LA REBELIÓN DE LOS PAÑUELOS

  • La primera marcha de las Madres de Plaza de Mayo |

Habían recorrido desde comisarías hasta morgues. En las iglesias, los curas que sabían bien lo que estaba pasando les pedían paciencia, que aguantaran un poco más, que no desesperaran y que tuvieran fe. Los medios de prensa hablaban a los cuatro vientos de una nueva Argentina, que lo que ocurría era la total normalidad, y la gente decente juraba que, si no estabas en nada raro, no pasaba nada. Era 1977, y con un año ya cumplido del golpe, las madres recorrían las calles buscando a sus hijos e hijas. Sin embargo, poco a poco, empezaban a comprender que sus esfuerzos individuales no eran nada contra la maquinaria del terrorismo de Estado.

En aquellos tiempos, una carta del periodista Rodolfo Walsh denunciaba que se estaba torturando en centros clandestinos con métodos medievales: «Quince mil desaparecidos, diez mil presos, cuatro mil muertos, decenas de miles de desterrados son la cifra desnuda de ese terror». En ese contexto, muchas madres empezaron a encontrarse tras circular una y otra vez por los mismos lugares y recibir las mismas respuestas. Al ver que lo único que obtenían a cambio eran mentiras, un día, dijeron basta. Había que construir una resistencia que les diera visibilidad.

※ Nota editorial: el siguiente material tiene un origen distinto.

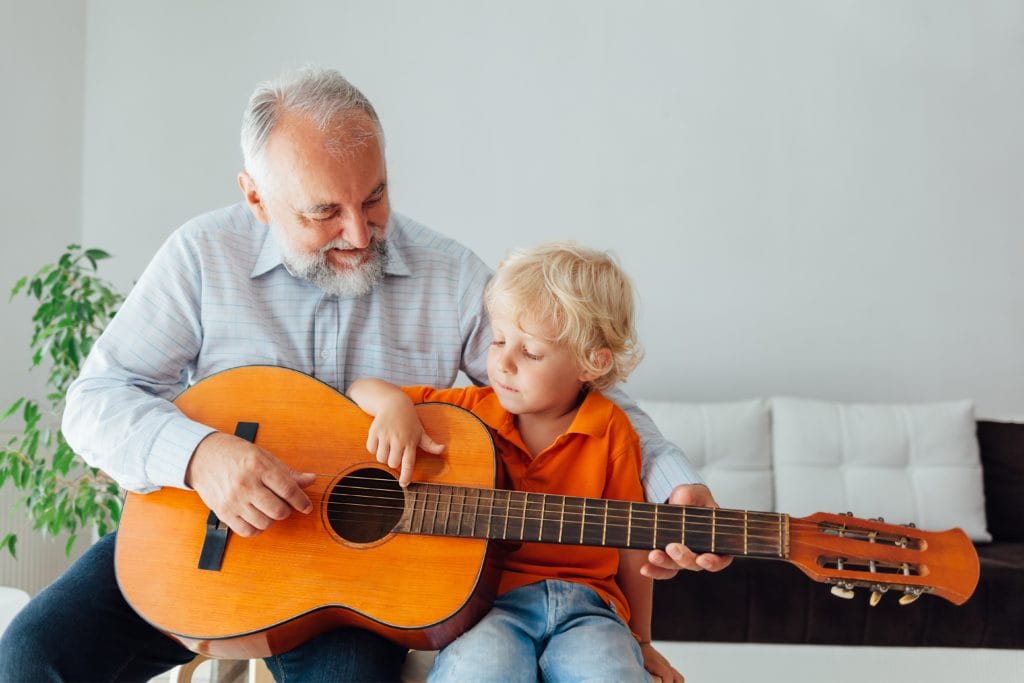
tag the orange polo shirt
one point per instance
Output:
(597, 457)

La historia cuenta que, en tiempos de aislamiento y terror, Azucena Villaflor propuso a otro grupo de madres organizarse. El lugar elegido era la Plaza de Mayo; el día, 30 de abril. Serán 14 madres, 14 mujeres, a solas frente a la Casa de Gobierno de un país que vivía sumido en un estado de sitio constante. En esos tiempos, los militares sostenían que cualquier reunión podía ser considerada potencialmente subversiva. Fue así que, soportando que los represores las intimidaran y escuchando una orden que decía «circulen, no se pueden quedar acá», ellas se pusieron de pie y caminaron. No se fueron, solo marcharon en círculos alrededor del monumento a Belgrano y en el sentido contrario a las agujas del reloj.

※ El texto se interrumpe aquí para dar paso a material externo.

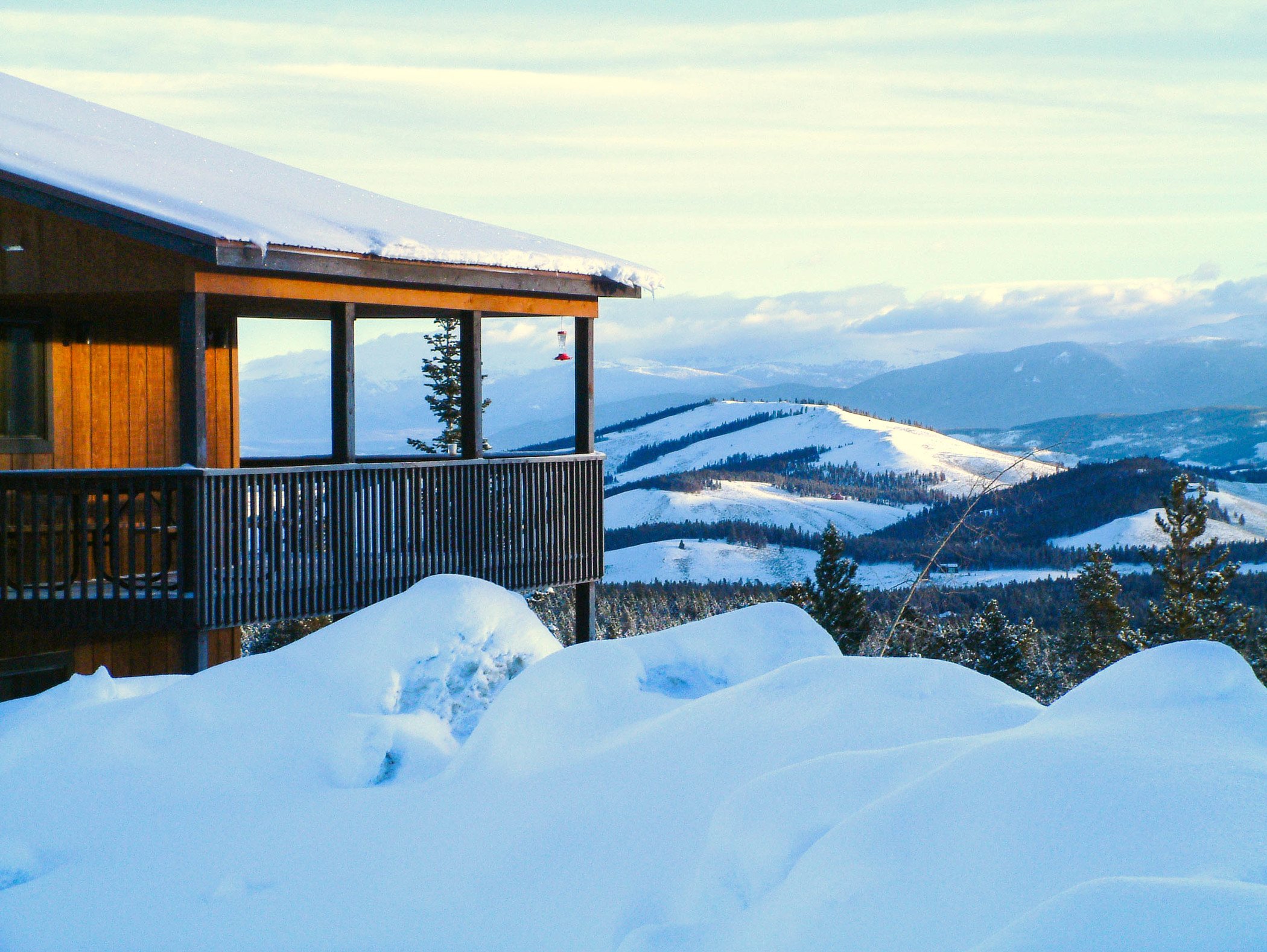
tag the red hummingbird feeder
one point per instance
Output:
(563, 345)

Y así lo hicieron cada jueves de cada semana, de cada mes, de cada año. En la mismísima cara de la junta dictatorial más sádica del continente y llevando solamente un pañuelo blanco en la cabeza. Mientras gran parte de la sociedad prefería mirar para otro lado, los uniformados le respondían a la prensa extranjera que no eran más que unas locas que buscaban a gente que no existía. La prensa hegemónica, mucha de la que hoy es referencia y goza de privilegios, seguía al pie de la letra el guion de los genocidas. Cuando el ruido ya era muy fuerte, la dictadura ordenaría desaparecerlas. Soñaron callarlas para siempre. Pero, lejos de amedrentarse, siguieron creciendo: si detenían a una, iban todas; si le pedían documento a una, lo daban todas. “Todos los desaparecidos son nuestros hijos”, dijo Azucena alguna vez. La lucha de esas «locas» continuó abriéndose paso mientras quienes nunca hicieron nada siguen bufando y mirándolas con indignación. Esas madres que, hoy, son la bandera y el ejemplo de miles.